NPDC's zoo and the power of positive training

16 May 2019

Brooklands Zoo staff are using the power of positive training to cut down on stress and make our furry friends happier. 

A good training programme really helps our staff care for the wide variety of animals at the zoo. It can help make stress events such as injections potentially less stressful events and we’ve even been able to turn the events into something the animals look forward to.

Our kune kune pigs, Areta and Pig Pig, are learning co-operative care using a target training technique. This is where they touch their nose to a coloured shape on the end of a stick. Routine injections (for worming prevention) can be quite upsetting, especially for our more sensitive souled pig, Areta, so hopefully soon she won't blink an eye when the real deal is due again.  

Both our girls can now touch their nose to their target sticks to signal they are ready to be touched. 

When they target the stick, we touch the rump and neck in a way that simulates injections.

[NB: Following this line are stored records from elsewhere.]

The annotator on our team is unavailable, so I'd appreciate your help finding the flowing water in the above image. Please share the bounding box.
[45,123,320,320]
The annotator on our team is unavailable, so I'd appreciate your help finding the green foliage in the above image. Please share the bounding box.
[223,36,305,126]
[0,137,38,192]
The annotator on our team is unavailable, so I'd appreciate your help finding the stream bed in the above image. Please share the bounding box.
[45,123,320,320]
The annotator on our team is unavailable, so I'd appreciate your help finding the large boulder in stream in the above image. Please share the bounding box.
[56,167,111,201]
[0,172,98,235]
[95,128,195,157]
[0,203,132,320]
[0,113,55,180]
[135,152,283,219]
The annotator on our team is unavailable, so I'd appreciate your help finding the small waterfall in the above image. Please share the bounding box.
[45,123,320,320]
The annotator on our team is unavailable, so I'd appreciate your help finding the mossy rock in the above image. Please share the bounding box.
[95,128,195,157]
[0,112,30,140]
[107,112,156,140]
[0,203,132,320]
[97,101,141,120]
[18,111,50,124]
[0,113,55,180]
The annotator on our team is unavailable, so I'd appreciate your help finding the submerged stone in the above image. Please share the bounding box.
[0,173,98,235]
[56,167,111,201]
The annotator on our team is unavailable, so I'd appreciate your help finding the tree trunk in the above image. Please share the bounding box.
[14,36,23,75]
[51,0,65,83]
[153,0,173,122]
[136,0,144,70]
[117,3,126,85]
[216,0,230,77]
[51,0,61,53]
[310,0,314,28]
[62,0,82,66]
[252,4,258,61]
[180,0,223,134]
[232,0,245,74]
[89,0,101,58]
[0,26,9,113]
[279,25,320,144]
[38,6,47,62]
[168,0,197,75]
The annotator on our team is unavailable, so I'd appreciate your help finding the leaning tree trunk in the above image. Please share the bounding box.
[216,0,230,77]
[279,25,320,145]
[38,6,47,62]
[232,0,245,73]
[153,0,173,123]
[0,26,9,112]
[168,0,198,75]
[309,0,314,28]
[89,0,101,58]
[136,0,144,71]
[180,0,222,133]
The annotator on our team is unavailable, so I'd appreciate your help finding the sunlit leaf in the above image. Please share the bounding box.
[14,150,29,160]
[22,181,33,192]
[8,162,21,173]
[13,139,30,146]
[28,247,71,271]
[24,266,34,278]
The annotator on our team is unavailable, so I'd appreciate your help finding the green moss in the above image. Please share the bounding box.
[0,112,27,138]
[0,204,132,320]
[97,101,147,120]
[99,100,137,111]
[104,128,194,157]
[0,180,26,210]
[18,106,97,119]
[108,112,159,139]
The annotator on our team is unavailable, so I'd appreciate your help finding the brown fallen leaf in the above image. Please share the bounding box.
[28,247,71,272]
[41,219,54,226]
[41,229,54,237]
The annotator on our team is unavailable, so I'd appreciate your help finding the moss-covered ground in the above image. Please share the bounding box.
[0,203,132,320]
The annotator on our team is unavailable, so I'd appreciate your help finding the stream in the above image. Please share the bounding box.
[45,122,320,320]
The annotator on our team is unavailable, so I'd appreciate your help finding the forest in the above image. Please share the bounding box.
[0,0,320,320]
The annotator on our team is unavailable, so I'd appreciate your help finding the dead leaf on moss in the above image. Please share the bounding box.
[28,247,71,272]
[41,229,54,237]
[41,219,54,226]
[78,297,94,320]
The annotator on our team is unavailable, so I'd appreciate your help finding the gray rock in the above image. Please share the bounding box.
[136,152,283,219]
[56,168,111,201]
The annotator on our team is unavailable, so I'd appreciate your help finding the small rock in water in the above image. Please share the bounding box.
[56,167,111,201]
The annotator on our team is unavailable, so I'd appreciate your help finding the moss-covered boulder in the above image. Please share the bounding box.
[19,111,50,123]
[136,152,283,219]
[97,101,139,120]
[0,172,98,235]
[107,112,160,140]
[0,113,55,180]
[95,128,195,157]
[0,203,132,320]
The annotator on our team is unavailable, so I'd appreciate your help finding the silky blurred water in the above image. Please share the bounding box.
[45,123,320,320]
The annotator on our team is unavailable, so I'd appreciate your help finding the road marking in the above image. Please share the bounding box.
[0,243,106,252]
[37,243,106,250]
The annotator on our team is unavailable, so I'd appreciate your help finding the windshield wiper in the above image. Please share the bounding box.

If they remove their nose from the target stick, we stop touching them. This means the pig essentially has control over what is happening and they learn to trust that we will stop when they stop touching the stick. They are steadily improving.  

Our piggy pals are also learning the cue ‘open’. This is where they open their mouths on cue to enable us to check their teeth. As you can imagine pigs are prone to teeth issues, so training will help us catch any issues in the early stages.

Both pigs now open their mouths and say the pig equivalent of ‘aaagh’ on cue. The next step is building width, so they consistently open their mouths nice and wide. Then it will be: duration – holding their mouths open long enough for us to have a good look. Wish us luck! 

Our delightful alpacas Liquorice, Cinnamon and Ricotta are doing amazingly with their halter training. Long gone are the days where zookeepers had to chase them around the paddock to halter them. These days we simply hold their halters out and they walk right into them, such is the power of positive reinforcement training. 

Our meerkats, even our more recent arrivals, Aziza and Tamela, are also doing beautifully with their crate training. Lindiwe, one of the older girls, tries to climb in her crate before it's even on the ground! 

And cotton-top tamarin Inca has come along in leaps and bounds with her training programme. She now enters her crate on cue and sits happily while the door is shut. She gets a juicy locust as a reward. This is a far cry from having to net her as we had to do previously. 

This is just a small sample of the neat things we are achieving with our animals - building trust and helping make the lives stress-free as possible for our furry and feathered friends.